Energia: Ankara raddoppia l’uso del carbone, il 75% è di provenienza russa
In controtendenza con l’Europa, la Turchia punta sempre più sul combustibile fossile sfruttando il calo dei prezzi. Secondo Ember dal 2013 il Paese è passato dal 25% al 36% nell’uso del carbone per la produzione di energia. Nel 2023 spesi oltre 3,7 miliardi nell’importazione del materiale.
Istanbul (AsiaNews) - In controtendenza con l’Unione europea e la maggior parte delle cancellerie occidentali, che stanno cercando di limitare la dipendenza dal combustile fossile per raggiungere gli obiettivi climatici, la Turchia sta rapidamente aumentando la quota di energia prodotta sfruttando il carbone. A differenza di Bruxelles che ha fissato il 2040 come termine per il completamento della transizione a fonti “green”, da parte sua Ankara ha indicato “l’anno zero” nel 2053, senza però individuare un obiettivo specifico per la transizione ai combustibili fossili.
Secondo uno studio pubblicato nei giorni scorsi dal think tank globale sull’energia Ember, rilanciato da al-Monitor, nel 2013 l’elettricità da carbone rappresentava il 25% della produzione di energia tanto in Turchia quanto nella Ue. A distanza di 11 anni circa questo dato è crollato al 12% fra le 27 nazioni che compongono il blocco europeo, mentre la Turchia ha percorso una rotta opposta arrivando a quota 36% del totale.
Nel 2023 la produzione di elettricità da carbone della Turchia ha raggiunto il livello record di 118 Terawattora, diventando il secondo produttore di carbone in Europa dopo aver superato la Polonia ora al terzo posto. La Germania è l’attuale maggior produttore europeo, avendo riaperto diversi impianti dismessi in seguito all’invasione russa dell’Ucraina nel febbraio 2022. In precedenza l’Europa dipendeva fortemente dall’energia russa, ma le sanzioni di Bruxelles a Mosca hanno incluso l’acquisto di prodotti base dal Paese.

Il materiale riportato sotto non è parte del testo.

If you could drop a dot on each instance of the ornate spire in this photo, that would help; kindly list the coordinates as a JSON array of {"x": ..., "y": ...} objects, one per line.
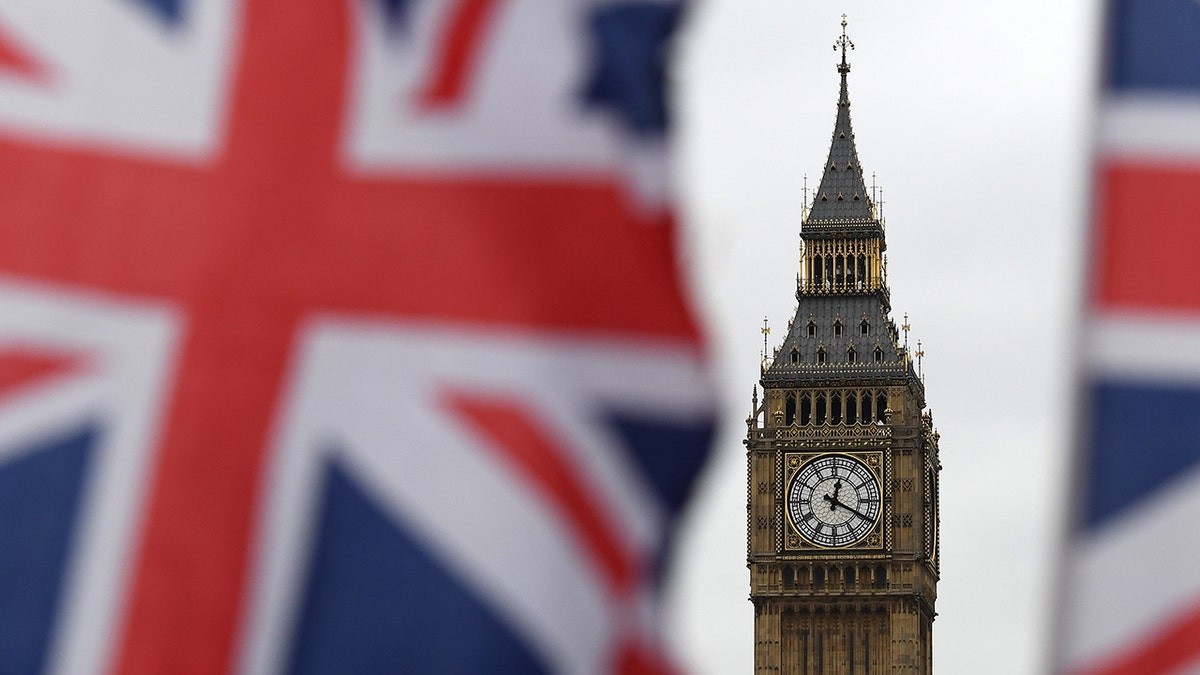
[
  {"x": 843, "y": 198},
  {"x": 844, "y": 41}
]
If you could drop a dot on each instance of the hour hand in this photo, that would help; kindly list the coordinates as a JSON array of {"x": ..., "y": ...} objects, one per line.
[{"x": 855, "y": 511}]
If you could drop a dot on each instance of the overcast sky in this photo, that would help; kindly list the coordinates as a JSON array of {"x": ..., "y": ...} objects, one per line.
[{"x": 975, "y": 119}]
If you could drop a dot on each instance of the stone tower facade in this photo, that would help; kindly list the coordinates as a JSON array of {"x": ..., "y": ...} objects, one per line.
[{"x": 843, "y": 464}]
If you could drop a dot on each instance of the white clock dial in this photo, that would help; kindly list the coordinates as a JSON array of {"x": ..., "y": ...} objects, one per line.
[{"x": 834, "y": 501}]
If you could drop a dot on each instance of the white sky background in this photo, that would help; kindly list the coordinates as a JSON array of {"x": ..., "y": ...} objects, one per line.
[{"x": 975, "y": 118}]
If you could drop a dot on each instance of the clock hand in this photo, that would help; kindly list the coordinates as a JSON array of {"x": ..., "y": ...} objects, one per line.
[{"x": 835, "y": 502}]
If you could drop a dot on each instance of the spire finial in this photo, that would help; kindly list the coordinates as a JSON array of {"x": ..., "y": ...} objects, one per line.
[
  {"x": 843, "y": 42},
  {"x": 766, "y": 332}
]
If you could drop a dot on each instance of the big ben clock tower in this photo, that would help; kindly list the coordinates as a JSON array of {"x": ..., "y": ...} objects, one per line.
[{"x": 843, "y": 455}]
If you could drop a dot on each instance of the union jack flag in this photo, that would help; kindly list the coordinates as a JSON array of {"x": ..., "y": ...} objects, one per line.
[
  {"x": 339, "y": 336},
  {"x": 1131, "y": 575}
]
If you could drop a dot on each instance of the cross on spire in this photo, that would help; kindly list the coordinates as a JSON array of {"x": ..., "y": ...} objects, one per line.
[{"x": 844, "y": 42}]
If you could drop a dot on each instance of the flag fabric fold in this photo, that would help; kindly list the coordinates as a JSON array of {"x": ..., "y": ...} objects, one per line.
[
  {"x": 1131, "y": 574},
  {"x": 340, "y": 336}
]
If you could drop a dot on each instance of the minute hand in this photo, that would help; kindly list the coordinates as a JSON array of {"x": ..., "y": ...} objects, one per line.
[{"x": 835, "y": 501}]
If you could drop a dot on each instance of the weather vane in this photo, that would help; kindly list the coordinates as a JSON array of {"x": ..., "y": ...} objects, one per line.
[
  {"x": 843, "y": 42},
  {"x": 766, "y": 332}
]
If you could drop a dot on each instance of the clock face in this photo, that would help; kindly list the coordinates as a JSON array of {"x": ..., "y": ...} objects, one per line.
[{"x": 834, "y": 501}]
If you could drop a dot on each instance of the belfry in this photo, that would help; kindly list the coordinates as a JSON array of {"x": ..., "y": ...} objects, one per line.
[{"x": 843, "y": 464}]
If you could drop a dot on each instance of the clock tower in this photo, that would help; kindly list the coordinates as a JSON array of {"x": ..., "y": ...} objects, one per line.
[{"x": 841, "y": 458}]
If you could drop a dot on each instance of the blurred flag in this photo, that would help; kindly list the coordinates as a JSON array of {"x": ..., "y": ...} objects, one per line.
[
  {"x": 1132, "y": 571},
  {"x": 339, "y": 336}
]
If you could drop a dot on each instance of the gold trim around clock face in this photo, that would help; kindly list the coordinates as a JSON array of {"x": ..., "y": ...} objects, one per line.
[{"x": 833, "y": 501}]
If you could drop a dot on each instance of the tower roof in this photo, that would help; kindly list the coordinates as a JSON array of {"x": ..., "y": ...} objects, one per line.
[{"x": 841, "y": 203}]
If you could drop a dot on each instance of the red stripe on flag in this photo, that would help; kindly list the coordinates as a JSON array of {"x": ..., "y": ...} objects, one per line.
[
  {"x": 531, "y": 449},
  {"x": 460, "y": 52},
  {"x": 21, "y": 366},
  {"x": 1147, "y": 239},
  {"x": 1174, "y": 645},
  {"x": 16, "y": 60}
]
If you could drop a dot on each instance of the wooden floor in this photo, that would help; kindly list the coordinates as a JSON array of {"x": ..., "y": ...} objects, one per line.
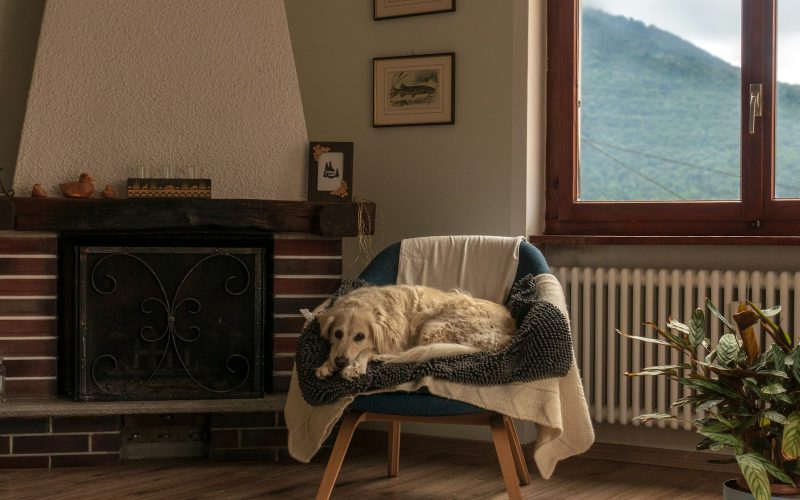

Ufuk Alparslan, responsabile regionale Ember per la Turchia, l’Ucraina e i Balcani occidentali, ha definito “molto probabile” che nel 2024 Ankara “superi tutti gli altri Paesi europei e diventi la principale nazione produttrice di energia elettrica da carbone in Europa”. Mentre altri Stati dipendenti dal carbone, come la Germania e la Polonia, si stanno “gradualmente allontanando da questa fonte energetica sporca, la Turchia - afferma - sta andando nella direzione opposta”.
A dispetto del conflitto, la Turchia sta diventando sempre più dipendente dalla Russia per le importazioni di carbone: nel rapporto si legge che nel 2023 il 73% delle importazioni di carbone di Ankara è giunto da Mosca anche grazie alle sanzioni occidentali che hanno determinato un crollo dei prezzi e reso assai meno conveniente l’utilizzo del gas. Da qui la scelta turca di approfittare delle condizioni offerte dal mercato, convogliando nel Paese oltre 15 milioni di tonnellate di carbone destinate in precedenza a Germania, Olanda e altre nazioni Ue. Inoltre, sempre secondo lo studio, lo scorso anno la Turchia ha speso 3,7 miliardi di dollari per l’importazione di carbone per la produzione di elettricità.
In materia di consumi, dallo studio di Ember emerge una diminuzione lo scorso anno in Turchia di almeno due terawattora, passando a 326,6 nel 2023 rispetto ai 328,7 dell’anno precedente, soprattutto a causa del rallentamento dell’attività industriale. Fra le risorse in termini di energia rinnovabile che potrebbe sfruttare Ankara in chiave produttiva vi è il solare, con un potenziale di 120 gigawatt solo dai tetti aggiunge Alparslan, una cifra “pari a 10 volte l’attuale capacità”. Infine, gli “ampi bacini idrici della Turchia - conclude l’esperto - offrono le condizioni perfette per le centrali solari galleggianti. Utilizzando solo il 3% della superficie del bacino idrico della diga di Ataturk, la più grande del Paese, la Turchia può creare oltre due gigawatt”.